I also value super boring code bases with an as much as possible uniform shape. I guess that’s also helping out.

Like I said in my original comment, it’s fine for non-coding tasks, meaning I primarily use it to answer questions

Cursor 2.5 is essentially kimi and I find it eminently usable.

i use for tasks like object recognition in my family photos and cooking videos . seems to be fine

[dead]

Got a link to that API inference provider?

Just look up OpenRouter, OpenCode Go/Zen, Together, Fireworks, Cerebras, etc.

DeepSeek Platform API is worth checking out too, due to their insanely good caching and token costs.

I use DeepSeek via OpenRouter, the caching seems to work there too, you just need to force it to use DeepSeek as a provider otherwise it picks a random one every time. (You can pass a provider option in the call, or better, create a preset in your account.)

I'm Ollama Cloud which has a coding plan style model but without restrictions on the harness or direct API calls from your code.

I use novita ai

Gpt2 was too dangerous to release.

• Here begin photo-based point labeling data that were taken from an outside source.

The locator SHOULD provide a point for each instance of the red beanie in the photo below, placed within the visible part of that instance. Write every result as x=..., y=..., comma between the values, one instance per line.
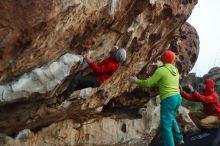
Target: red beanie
x=210, y=83
x=168, y=57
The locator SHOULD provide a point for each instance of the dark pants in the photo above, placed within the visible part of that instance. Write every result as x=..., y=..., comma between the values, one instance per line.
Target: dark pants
x=80, y=82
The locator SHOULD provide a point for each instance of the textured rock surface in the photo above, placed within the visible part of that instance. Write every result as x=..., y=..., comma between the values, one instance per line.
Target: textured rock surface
x=35, y=37
x=101, y=131
x=213, y=73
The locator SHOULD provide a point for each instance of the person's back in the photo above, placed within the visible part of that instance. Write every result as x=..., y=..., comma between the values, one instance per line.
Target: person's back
x=169, y=81
x=209, y=98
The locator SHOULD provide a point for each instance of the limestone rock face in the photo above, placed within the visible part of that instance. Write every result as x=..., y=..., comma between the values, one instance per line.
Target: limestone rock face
x=41, y=48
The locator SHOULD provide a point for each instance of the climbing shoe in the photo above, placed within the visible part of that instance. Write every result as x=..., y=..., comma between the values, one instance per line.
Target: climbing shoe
x=181, y=143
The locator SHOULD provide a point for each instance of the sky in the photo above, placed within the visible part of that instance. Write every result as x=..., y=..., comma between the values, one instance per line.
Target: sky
x=206, y=19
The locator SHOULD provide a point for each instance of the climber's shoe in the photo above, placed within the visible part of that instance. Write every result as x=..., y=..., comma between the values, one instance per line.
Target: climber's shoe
x=181, y=143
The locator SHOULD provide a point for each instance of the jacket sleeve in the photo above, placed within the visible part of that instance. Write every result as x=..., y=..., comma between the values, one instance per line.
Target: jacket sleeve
x=102, y=68
x=203, y=98
x=151, y=81
x=188, y=96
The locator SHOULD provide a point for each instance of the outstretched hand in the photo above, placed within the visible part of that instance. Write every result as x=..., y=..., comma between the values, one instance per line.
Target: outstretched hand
x=132, y=79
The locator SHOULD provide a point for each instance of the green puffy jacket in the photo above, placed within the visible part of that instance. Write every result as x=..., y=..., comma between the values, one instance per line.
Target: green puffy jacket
x=166, y=78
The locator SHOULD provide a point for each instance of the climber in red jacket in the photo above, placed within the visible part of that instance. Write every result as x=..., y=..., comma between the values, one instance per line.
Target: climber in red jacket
x=209, y=98
x=101, y=71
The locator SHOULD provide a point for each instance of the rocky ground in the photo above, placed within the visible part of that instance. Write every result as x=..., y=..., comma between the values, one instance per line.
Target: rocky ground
x=41, y=48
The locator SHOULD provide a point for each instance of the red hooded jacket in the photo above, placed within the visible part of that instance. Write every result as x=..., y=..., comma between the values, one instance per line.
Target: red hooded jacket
x=105, y=69
x=209, y=99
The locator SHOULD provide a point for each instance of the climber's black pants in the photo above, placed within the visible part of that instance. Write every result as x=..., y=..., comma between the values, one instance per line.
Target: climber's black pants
x=80, y=82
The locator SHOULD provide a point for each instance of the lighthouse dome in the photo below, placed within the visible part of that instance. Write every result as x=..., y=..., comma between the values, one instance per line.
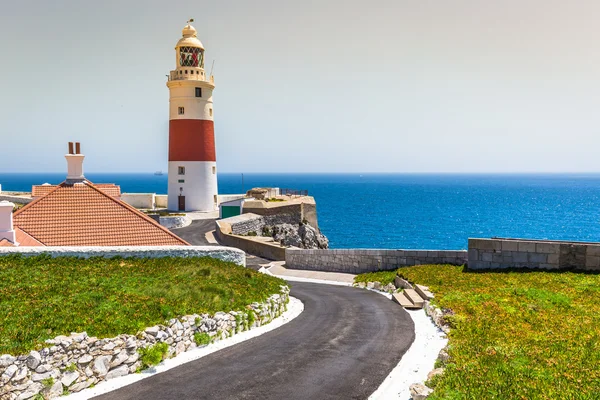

We just don't see it yet.

Sure, the model itself was harmless, but it lit the fuse

Actually many of us do see that, and have been saying so for some time now.

I worked in this field since long before LLMs. Nobody outside of the field really cared about GPT2, and even insiders knew the "too dangerous" part was a PR gag at best and the first dig of the moat at worst. After all, they released smaller versions of it along with detailed instructions on training it in the paper, so anyone with a lot of compute and a bunch of internet scrapers could try to recreate it. But basically noone did, even though it would have only cost ~50k back then (and less than 3k today). A few normal users started to take notice with GPT 3, but even then it was super limited. Even instructGPT didn't cause real shockwaves, despite being very close to the final product. Only ChatGPT/3.5 finally lit the fuse and people suddenly cared about having this too.

Since we’re doing anecdotes I definitely agree GPT2 lit the fuse. It woke up a sizable chunk of people paying attention. GPT3 is when I and many others got into a full blown existential crisis - it was the bang after the fuse. Then we got a long tail of laggards and people without vision. Even today you can find a significant chunk of folks in denial still.

fair point

Is it going to actually be open source or just open weights? I'm looking forward to trying this with opencode regardless!